Wednesday, February 06, 2008

Obama Bullish; Clinton Looks to March

Out of curiosity, I called an old friend of mine who is the former head of a local Republican City Committee to get a feel on the lay of the land from the GOP perspective after yesterday’s primaries. We served on the City Committee together for almost 8 years and ended up talking for over an hour and a half. While my friend is a conservative but not a social conservative. My friend thinks that McCain will be the nominee for the GOP, not that various factions in that party will be all that happy about that result.
While my friend not surprisingly tried to argue why I should “rethink my position” and come back to the GOP fold, my friend also wanted to know why I am supporting Obama. I explained my views and reasoning, we discussed health care issues and other issues at length and it was a cordial conversation even if we did not agree on everything. My friend wasn’t happy When I mentioned Hillary, the response was that Hillary as the Democrat nominee would do more to reunite the fractious GOP than anything else. Like GOP pundits, my friend is almost hoping Hillary is the Democrat nominee if only because Hillary will be the trick needed to get otherwise disaffected members of the GOP out to the polls come November. Thus, my thoughts on Hillary’s unifying effect for the GOP were yet again confirmed.

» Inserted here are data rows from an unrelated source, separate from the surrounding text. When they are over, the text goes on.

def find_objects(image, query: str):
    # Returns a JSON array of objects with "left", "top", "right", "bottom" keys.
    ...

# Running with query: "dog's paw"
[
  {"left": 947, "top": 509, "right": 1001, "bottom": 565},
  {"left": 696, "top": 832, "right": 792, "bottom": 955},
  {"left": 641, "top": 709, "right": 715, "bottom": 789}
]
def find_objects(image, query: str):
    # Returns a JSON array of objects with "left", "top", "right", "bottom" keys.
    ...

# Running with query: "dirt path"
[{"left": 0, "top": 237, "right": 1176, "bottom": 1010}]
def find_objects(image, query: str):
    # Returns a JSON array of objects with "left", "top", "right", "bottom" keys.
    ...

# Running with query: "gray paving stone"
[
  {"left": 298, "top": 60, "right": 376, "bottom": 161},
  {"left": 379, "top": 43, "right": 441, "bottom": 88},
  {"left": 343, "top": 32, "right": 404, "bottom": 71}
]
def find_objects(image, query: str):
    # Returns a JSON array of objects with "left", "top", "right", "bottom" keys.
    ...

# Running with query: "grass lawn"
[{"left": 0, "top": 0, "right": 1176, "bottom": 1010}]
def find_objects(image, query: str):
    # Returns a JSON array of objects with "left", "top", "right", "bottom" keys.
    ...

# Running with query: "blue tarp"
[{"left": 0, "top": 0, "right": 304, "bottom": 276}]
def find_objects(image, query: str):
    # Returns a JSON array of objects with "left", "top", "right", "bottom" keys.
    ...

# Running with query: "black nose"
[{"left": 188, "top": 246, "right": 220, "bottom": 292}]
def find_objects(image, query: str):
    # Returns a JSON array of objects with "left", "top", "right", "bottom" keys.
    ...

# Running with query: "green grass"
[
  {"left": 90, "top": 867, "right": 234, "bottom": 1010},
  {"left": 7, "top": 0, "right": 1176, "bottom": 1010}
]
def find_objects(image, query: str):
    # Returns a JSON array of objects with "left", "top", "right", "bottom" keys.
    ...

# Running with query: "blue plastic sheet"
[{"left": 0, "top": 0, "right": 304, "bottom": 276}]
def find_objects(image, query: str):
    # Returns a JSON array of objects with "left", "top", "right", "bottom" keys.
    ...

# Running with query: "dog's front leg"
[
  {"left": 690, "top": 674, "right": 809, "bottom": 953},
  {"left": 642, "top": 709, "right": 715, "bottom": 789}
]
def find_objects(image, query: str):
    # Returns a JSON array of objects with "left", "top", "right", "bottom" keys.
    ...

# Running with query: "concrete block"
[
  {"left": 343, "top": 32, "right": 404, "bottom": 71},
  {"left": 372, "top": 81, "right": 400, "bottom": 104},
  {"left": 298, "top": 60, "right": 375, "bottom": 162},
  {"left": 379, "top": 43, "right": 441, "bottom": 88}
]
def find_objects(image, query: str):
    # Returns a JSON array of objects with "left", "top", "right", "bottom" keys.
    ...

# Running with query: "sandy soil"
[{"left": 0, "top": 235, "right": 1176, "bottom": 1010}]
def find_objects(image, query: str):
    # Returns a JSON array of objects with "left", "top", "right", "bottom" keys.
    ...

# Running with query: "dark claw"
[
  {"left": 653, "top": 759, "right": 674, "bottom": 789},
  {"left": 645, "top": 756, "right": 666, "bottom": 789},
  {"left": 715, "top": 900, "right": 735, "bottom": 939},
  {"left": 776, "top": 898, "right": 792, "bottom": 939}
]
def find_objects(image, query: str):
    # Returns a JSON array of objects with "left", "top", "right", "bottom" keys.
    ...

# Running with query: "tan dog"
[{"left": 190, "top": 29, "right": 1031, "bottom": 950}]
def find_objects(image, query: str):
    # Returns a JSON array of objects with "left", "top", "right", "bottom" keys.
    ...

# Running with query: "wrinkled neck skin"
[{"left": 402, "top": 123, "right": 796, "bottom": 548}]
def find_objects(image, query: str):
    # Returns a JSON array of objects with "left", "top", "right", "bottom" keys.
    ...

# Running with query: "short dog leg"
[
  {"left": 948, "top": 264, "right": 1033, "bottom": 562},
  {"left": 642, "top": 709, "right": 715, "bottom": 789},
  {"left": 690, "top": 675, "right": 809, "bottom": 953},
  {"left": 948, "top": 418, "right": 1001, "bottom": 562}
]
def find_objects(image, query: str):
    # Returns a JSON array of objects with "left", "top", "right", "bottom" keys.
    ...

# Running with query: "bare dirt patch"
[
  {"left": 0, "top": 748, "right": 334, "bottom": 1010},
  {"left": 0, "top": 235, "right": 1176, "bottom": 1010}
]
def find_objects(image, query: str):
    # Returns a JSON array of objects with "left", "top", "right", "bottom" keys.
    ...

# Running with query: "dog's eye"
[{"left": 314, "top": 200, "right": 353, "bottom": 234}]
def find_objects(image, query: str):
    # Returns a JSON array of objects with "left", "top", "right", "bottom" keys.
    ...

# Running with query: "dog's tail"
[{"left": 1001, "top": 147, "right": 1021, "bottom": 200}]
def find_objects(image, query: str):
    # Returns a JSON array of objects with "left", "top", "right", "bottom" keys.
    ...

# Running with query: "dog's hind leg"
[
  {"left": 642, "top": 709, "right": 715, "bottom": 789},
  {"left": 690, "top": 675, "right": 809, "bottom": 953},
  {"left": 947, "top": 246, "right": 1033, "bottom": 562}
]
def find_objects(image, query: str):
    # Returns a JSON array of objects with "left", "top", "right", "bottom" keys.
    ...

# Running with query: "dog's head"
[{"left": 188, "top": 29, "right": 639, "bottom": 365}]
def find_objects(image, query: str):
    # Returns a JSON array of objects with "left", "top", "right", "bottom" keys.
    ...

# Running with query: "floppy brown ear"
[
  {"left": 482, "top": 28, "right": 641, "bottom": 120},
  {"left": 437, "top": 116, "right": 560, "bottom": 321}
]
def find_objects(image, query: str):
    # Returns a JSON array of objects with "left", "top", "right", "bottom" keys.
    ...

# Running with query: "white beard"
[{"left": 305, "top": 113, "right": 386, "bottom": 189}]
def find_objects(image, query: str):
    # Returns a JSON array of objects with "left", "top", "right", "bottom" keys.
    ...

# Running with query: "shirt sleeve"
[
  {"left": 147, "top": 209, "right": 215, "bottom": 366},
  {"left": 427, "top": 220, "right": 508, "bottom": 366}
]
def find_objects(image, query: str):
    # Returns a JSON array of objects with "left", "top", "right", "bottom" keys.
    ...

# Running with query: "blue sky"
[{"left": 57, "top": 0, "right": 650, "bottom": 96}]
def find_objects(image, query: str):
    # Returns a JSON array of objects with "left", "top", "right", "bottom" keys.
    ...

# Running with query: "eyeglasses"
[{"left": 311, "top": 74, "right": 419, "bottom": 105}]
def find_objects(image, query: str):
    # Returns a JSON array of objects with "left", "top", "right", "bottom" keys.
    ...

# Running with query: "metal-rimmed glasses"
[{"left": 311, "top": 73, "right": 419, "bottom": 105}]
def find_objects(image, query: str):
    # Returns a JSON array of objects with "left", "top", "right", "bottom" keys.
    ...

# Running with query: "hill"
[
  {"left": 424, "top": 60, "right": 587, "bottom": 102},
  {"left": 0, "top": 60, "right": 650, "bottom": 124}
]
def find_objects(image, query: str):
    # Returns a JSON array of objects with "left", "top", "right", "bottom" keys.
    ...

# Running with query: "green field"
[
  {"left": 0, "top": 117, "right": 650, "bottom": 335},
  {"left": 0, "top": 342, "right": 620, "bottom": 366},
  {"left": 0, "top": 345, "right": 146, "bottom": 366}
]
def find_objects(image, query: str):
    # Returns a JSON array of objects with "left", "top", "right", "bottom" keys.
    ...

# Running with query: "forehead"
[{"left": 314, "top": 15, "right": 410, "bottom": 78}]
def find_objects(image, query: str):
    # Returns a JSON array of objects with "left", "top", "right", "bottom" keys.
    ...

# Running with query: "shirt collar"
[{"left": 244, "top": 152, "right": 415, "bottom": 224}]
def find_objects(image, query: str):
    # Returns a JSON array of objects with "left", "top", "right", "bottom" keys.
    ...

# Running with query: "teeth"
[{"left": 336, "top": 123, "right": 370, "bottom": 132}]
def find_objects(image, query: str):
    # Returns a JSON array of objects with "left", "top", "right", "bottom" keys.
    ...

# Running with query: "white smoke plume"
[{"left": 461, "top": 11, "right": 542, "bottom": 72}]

Despite Hillary’s wins in New York and California, I still believe that Obama is the better candidate to go up against McCain. Moreover, I believe he may be in a position to gain more traction over the next rest of the month based on the latest Yahoo News story ( which confirms that Hillary has had to make a loan to her own campaign. In fact, I believe in Obama so strongly that I am meeting with the local Obama field organizer tomorrow and will offer the use of my office phone lines for making get out the vote calls. Here are some highlights from the Yahoo News article:

WASHINGTON - Super Tuesday's mixed outcome has set up at least four weeks of frenzied delegate hunting for Democrats Hillary Rodham Clinton and Barack Obama, pitting his well-financed all-terrain campaign against her big-state strategy. In a sign of Obama's growing financial advantage, Clinton acknowledged Wednesday that she loaned her campaign $5 million late last month as Obama was outraising and outspending her heading into Feb. 5 Super Tuesday contests. Some senior staffers on her campaign also are voluntarily forgoing paychecks as the campaign heads into the next round of contests. Buoyed by strong fundraising and a primary calendar in February that plays to his strengths, Obama plans a campaign blitz through a series of states holding contests this weekend and will compete to win primaries in the Mid-Atlantic next week and Hawaii and Wisconsin the following week.

Clinton's personal loan illustrated her financial disadvantage and her desire to pick her targets with care. She sent an e-mail appeal to donors Wednesday seeking $3 million in three days — an effort, that if successful, would match the fundraising rate Obama averaged for the entire month of January. Obama, riding a wave of fundraising both from large donors and small Internet contributors, raised a stunning $32 million in January. Clinton campaign chairman Terry McAuliffe said last week the Clinton campaign raised only $13.5 million for the month. The $5 million loan was in addition to that amount, Wolfson said. Clinton advisers were stunned by Obama's January fundraising and have marveled at his ability to raise small-dollar amounts from a vast field of donors.

Privately, her strategists also have largely written off her chances of winning the so-called Potomac primary Feb. 9, given the large black populations in Virginia, Maryland and D.C. They also played down her chances in the following week's major primaries — Hawaii, where Obama grew up, and Wisconsin, which has virtually sealed the nomination for other Democrats in years past. Wisconsin's Democratic electorate is largely liberal and college educated, and its open primary allows independents to vote — all factors that favor Obama. Clinton faces significant fundraising obstacles ahead, raising the possibility that she might have to dip into the family's wealth again. The Clinton's financial disclosures, which reveal only broad ranges of assets, place their wealth between $10 million to $50 million.